クルマの「つながる」が分からない:池田直渡「週刊モータージャーナル」(6/6 ページ)
「コネクティッドカー」つまりつながるクルマとは何かを、明瞭にスパッと説明できる人はほとんどいない。それはなぜか。音声認識を使って音楽を流せるというようなエンターテインメント要素の話と、車車間通信、車路間通信を使って安全性を向上させようという骨太の話が、混ざって語られるところに混乱の元がある。
次元の違う2つの階層
さて、では全体図にもう一度戻ろう。そもそもコネクティッドの一丁目一番地は安全だ。
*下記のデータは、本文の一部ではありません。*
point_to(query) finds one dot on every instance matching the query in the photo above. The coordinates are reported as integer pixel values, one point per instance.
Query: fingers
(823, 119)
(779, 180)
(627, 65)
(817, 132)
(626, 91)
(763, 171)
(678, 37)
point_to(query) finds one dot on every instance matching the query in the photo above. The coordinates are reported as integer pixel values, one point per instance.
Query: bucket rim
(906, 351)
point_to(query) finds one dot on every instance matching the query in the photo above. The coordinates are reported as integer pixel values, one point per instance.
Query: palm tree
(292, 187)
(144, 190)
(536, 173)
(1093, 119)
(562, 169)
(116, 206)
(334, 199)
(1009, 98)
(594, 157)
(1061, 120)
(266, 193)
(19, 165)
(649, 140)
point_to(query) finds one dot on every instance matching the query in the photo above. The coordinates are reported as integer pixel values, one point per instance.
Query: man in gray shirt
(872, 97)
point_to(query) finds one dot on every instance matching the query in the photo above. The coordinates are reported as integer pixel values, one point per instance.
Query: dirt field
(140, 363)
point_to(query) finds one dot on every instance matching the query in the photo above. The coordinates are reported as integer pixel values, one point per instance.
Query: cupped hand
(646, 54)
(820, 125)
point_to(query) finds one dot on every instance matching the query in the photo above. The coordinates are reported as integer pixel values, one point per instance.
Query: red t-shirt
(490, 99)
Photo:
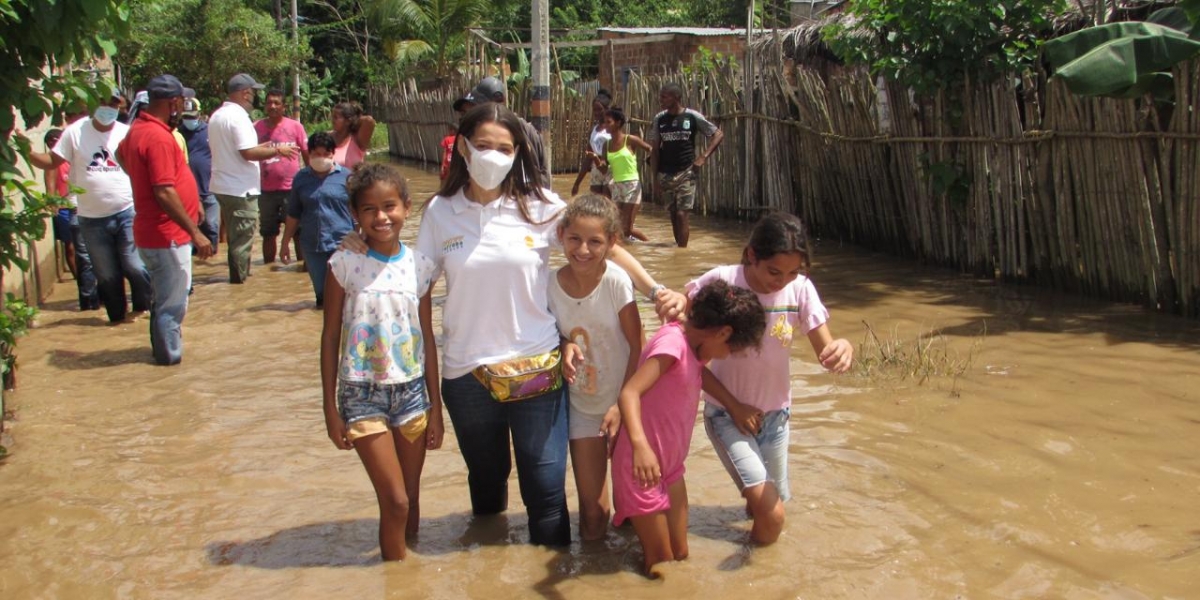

そこに向かう技術の代表は当然ながら自動運転である。自動運転になったら事故が撲滅できるかといえばそうはならないだろうが、少なくともヒューマンエラーは排除できる。
交通死亡事故のピークは、第一次交通戦争といわれた1970年の1万6765人、第二次交通戦争といわれた92年の1万1452人だ。17年にはこれが3694人にまで減った。従来のやり方でこれ以上減らすには限度があり、抜本的なやり方の変更が必要だ。それがヒューマンエラーの排除を目的とした自動運転ということだ。
クラウドサーバとクルマをつないで高速処理を行うためには、5G(第5世代移動通信システム)が必須だ。しかし5Gといっても、4Gの拡張版である簡易型と、本格的な高速大容量を確立する本来の規格の両方があるのだという。そして本格型の5Gのインフラ整備にはだいぶ時間がかかりそうなのだ。
しかしながらクルマの「つながる」が目指す本来の目的は、5Gに支えられた自動運転にある。トヨタはDCMをアライアンス各社に普及させて、ビッグデータを収集しつつ、バーチャルに自動運転の開発を進めようとしていると筆者は考えている。
そして、こういう真面目な話だけでは普及が進まなかったというITSの反省を活かして、スマホ機能がクルマで使えるという分かりやすいメリットをユーザーに提供しているのだと思う。つまり、「つながる」話はこのDCM領域の骨太の話と、新しモノ好きに訴求するエンタメ領域の話が別階層でそれぞれ走っているので分かりにくいのだ。